Feeling upset about first trimester side effects...
I am trying so hard to appreciate my pregnancy and enjoy the journey to motherhood but I am feeling so frustrated by the negative side effects. I'm only 6 1/2 weeks along.
I'm nauseous 24/7 with no throwing up. I'm so hungry every 2 hours I feel like I could pass out. Headaches and backaches keep me up at night and the fatigue during the day is never ending. The nausea is what is really making me upset.
I keep hearing 'it will all be worth it' and 'it won't last forever' but I just feel so frustrated. This is my first pregnancy and it's all I've wanted for so long. My husband and I were ecstatic when we found out....and now the symptoms are in full swing and I can't help but feel differently.
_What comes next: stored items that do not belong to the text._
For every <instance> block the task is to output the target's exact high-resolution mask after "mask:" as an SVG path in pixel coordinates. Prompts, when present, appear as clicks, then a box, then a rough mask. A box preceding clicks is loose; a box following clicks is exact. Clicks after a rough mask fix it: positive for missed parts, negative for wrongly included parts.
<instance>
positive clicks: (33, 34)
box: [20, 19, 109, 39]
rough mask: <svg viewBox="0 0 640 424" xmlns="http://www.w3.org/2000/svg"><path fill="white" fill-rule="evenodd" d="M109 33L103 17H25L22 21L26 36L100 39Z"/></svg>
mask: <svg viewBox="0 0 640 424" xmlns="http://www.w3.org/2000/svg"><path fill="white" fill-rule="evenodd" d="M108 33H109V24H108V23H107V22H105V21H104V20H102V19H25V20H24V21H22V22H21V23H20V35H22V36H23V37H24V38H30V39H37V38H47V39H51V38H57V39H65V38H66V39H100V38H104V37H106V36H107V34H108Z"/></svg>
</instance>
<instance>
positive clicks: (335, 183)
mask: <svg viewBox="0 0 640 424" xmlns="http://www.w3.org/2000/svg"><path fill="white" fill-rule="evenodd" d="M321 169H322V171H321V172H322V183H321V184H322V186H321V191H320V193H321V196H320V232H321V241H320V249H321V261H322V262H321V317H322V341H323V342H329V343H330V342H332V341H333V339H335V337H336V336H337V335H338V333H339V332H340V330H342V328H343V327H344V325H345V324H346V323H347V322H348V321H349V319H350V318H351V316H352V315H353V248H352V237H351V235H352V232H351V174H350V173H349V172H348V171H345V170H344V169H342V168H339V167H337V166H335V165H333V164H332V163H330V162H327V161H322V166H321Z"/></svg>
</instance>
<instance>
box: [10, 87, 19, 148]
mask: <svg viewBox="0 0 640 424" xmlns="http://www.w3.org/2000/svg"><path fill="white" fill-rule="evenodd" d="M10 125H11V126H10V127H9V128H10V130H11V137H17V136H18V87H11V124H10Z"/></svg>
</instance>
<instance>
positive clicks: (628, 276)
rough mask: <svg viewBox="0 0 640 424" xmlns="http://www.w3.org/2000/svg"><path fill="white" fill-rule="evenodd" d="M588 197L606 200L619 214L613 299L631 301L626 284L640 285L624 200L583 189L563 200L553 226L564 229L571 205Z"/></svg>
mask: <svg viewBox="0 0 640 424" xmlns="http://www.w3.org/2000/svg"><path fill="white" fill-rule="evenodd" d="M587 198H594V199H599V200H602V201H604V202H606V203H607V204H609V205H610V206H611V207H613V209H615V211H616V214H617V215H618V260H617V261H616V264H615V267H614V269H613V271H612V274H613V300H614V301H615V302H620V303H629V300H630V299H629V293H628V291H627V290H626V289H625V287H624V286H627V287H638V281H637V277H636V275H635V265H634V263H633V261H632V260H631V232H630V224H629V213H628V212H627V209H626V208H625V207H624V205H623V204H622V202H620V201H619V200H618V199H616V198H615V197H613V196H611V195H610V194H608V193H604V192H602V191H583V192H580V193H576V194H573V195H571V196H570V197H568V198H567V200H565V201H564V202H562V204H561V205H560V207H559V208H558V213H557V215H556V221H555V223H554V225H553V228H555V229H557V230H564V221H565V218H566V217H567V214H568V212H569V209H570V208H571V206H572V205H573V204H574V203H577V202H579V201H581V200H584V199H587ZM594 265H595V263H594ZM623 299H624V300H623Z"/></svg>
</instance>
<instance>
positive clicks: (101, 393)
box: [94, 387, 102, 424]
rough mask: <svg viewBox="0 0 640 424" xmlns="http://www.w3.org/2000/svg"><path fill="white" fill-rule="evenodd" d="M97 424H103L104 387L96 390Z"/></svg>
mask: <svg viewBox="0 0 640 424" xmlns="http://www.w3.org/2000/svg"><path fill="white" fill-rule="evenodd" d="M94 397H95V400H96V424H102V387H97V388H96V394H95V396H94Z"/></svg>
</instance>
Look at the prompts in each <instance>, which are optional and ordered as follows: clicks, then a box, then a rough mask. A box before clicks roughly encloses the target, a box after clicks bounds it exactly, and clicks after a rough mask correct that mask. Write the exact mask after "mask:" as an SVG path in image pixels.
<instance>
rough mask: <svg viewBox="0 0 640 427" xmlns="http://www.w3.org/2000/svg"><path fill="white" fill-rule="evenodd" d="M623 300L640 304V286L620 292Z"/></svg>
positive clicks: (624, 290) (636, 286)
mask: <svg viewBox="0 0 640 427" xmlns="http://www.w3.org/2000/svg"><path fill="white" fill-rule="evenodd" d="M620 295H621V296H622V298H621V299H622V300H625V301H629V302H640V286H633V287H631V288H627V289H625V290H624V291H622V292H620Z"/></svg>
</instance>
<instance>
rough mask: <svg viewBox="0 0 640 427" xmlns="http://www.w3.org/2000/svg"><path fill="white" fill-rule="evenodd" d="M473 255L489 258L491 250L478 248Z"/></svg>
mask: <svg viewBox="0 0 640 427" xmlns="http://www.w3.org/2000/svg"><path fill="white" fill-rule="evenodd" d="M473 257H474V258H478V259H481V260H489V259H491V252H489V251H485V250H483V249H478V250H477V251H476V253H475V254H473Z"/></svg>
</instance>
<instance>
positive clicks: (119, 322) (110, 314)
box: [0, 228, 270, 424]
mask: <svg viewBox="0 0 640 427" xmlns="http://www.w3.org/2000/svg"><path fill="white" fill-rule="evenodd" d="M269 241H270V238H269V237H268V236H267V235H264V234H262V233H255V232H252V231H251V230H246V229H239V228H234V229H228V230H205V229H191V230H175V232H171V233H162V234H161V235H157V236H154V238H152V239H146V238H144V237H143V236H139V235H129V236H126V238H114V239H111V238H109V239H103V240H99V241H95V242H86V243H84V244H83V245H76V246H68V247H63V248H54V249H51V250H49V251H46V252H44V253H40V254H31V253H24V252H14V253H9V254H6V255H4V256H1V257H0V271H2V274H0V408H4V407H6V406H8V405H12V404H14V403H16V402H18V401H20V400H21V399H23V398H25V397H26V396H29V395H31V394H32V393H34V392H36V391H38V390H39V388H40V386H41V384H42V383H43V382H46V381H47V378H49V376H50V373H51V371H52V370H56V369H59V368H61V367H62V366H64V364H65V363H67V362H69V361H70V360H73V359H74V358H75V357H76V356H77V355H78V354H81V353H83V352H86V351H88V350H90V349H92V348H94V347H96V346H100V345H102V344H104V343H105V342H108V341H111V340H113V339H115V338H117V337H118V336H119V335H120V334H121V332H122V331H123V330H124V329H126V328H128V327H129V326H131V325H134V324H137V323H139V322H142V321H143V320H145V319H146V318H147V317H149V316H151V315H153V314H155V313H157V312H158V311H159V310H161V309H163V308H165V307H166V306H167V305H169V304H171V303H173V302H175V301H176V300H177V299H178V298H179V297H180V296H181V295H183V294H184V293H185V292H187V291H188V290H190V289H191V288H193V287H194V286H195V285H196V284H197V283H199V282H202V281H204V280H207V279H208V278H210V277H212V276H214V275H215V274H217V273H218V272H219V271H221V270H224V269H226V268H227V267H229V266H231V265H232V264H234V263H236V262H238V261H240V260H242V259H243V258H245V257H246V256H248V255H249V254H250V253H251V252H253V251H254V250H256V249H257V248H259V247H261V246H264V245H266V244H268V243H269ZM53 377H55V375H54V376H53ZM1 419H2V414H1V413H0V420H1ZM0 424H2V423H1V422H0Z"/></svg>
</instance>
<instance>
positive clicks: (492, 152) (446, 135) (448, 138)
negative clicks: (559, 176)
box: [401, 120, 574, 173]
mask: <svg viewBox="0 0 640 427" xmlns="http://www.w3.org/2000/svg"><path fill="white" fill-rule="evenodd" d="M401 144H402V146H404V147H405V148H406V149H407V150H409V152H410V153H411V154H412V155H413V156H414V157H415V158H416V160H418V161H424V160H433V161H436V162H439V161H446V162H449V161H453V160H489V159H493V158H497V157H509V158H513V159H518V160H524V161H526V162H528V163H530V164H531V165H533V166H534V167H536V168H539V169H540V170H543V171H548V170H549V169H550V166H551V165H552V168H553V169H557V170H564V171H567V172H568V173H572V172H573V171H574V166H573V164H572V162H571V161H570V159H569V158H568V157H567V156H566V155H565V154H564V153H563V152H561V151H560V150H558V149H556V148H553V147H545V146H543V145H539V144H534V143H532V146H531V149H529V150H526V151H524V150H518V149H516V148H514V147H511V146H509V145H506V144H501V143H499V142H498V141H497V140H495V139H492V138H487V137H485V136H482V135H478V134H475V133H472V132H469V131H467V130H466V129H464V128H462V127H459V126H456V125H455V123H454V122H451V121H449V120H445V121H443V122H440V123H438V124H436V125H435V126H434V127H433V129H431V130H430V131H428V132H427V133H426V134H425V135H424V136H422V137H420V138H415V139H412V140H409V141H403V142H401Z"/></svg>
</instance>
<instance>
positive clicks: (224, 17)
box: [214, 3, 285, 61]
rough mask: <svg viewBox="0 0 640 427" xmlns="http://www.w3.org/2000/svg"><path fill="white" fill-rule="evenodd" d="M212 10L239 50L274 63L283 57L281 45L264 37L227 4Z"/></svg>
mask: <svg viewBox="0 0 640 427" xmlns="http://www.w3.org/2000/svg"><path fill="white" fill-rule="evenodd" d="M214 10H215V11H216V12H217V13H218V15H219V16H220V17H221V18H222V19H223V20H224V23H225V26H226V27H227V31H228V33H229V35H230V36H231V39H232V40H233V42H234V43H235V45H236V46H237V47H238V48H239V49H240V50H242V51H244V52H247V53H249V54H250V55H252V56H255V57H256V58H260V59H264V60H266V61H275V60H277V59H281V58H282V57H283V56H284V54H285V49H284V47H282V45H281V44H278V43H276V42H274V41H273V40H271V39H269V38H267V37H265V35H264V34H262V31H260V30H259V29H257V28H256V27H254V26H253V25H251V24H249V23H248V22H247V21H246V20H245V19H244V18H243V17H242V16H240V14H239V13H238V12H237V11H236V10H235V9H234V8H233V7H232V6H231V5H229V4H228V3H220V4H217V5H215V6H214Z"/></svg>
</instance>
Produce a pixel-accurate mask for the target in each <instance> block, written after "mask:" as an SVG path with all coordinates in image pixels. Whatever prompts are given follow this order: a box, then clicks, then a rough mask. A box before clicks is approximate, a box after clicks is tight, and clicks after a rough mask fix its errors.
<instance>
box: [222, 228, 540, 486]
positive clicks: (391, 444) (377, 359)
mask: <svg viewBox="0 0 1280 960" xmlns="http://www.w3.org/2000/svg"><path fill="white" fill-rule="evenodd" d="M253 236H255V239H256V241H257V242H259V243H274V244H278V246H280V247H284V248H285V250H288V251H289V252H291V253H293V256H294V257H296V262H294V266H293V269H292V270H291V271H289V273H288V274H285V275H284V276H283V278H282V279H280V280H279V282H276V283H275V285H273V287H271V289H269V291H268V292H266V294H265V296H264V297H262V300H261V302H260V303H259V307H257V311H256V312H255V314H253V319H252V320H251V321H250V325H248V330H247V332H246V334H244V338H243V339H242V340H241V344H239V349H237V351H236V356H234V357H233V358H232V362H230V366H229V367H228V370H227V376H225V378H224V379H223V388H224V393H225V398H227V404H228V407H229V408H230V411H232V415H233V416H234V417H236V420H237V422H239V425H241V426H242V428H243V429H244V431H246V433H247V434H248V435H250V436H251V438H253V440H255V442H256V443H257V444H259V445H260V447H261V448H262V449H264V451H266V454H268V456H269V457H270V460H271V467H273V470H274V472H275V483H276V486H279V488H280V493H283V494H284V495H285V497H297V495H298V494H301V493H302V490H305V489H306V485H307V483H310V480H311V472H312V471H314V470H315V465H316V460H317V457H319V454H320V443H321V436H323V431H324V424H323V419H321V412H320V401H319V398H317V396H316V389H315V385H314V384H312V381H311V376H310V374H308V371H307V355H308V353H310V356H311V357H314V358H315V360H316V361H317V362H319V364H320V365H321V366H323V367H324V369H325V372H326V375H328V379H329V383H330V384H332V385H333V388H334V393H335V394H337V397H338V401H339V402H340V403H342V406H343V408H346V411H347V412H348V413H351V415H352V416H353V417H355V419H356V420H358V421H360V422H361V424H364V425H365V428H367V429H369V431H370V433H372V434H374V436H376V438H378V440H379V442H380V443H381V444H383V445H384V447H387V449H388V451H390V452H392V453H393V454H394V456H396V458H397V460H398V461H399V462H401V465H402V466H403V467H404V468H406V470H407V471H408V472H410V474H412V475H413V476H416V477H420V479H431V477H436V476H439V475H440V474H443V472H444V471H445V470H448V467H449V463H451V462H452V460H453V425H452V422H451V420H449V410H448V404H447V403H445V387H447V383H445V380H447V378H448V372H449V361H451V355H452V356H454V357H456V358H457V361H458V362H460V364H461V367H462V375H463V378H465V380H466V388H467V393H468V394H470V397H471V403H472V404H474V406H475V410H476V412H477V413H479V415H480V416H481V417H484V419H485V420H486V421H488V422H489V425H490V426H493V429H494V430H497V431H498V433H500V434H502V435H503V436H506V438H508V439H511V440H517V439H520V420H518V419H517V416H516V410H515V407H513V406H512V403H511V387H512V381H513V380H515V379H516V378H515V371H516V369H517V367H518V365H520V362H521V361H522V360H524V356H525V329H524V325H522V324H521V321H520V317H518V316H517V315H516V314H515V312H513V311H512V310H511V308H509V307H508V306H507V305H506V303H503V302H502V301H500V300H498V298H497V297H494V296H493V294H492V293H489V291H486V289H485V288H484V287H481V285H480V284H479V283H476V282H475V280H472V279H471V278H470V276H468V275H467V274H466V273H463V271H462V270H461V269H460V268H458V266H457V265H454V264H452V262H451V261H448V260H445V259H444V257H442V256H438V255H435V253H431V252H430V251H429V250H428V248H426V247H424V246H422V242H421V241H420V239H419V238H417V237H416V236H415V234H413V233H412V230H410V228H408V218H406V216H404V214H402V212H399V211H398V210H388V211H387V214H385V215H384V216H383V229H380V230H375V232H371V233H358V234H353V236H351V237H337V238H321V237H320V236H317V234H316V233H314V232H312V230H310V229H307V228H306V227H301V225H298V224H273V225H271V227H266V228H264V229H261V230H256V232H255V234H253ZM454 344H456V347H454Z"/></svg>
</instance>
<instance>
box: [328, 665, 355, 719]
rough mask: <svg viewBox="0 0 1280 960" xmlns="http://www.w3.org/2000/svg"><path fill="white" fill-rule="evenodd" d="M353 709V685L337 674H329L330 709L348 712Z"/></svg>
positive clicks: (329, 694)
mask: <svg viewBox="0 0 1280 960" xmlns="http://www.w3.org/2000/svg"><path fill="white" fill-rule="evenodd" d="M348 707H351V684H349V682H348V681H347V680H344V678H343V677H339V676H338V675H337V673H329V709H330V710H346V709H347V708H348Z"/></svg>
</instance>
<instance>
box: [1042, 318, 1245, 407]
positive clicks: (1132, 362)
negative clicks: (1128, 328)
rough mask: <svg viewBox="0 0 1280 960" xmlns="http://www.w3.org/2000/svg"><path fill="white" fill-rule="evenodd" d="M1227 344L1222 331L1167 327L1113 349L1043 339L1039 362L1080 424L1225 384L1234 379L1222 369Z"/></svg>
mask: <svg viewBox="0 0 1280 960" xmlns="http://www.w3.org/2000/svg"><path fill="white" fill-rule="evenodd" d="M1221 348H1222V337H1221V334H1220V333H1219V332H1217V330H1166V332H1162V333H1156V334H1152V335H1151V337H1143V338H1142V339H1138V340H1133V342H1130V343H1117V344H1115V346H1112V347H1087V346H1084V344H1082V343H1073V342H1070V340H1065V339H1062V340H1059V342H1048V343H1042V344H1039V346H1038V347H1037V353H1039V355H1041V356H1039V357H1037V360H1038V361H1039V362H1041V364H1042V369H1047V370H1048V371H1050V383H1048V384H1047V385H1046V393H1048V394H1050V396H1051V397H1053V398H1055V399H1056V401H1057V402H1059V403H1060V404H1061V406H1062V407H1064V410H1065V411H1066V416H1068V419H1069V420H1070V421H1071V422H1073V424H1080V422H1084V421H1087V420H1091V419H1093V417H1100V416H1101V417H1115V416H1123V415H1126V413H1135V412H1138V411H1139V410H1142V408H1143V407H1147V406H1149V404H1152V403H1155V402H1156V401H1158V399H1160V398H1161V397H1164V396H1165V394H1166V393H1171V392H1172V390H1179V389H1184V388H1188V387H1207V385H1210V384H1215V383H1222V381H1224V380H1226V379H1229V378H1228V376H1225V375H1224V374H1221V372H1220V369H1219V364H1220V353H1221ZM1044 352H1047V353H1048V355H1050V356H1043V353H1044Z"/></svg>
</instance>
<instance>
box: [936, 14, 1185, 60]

I just keep thinking how am I suppose to continue my job when I feel so awful? (I'm a teacher) Daily tasks seem impossible and my quality of life is just crap.
It's so hard to see the light at the end when I don't know what to expect. I haven't been to the doctor yet for an ultra sound either. I guess I just feel like I'm sick for no reason with no end date.
I am feeling incredibly emotional and sad/frustrated with all these negative side effects... Anyone feel the same or have tips for fighting through a negative mind set of something that is so wonderful?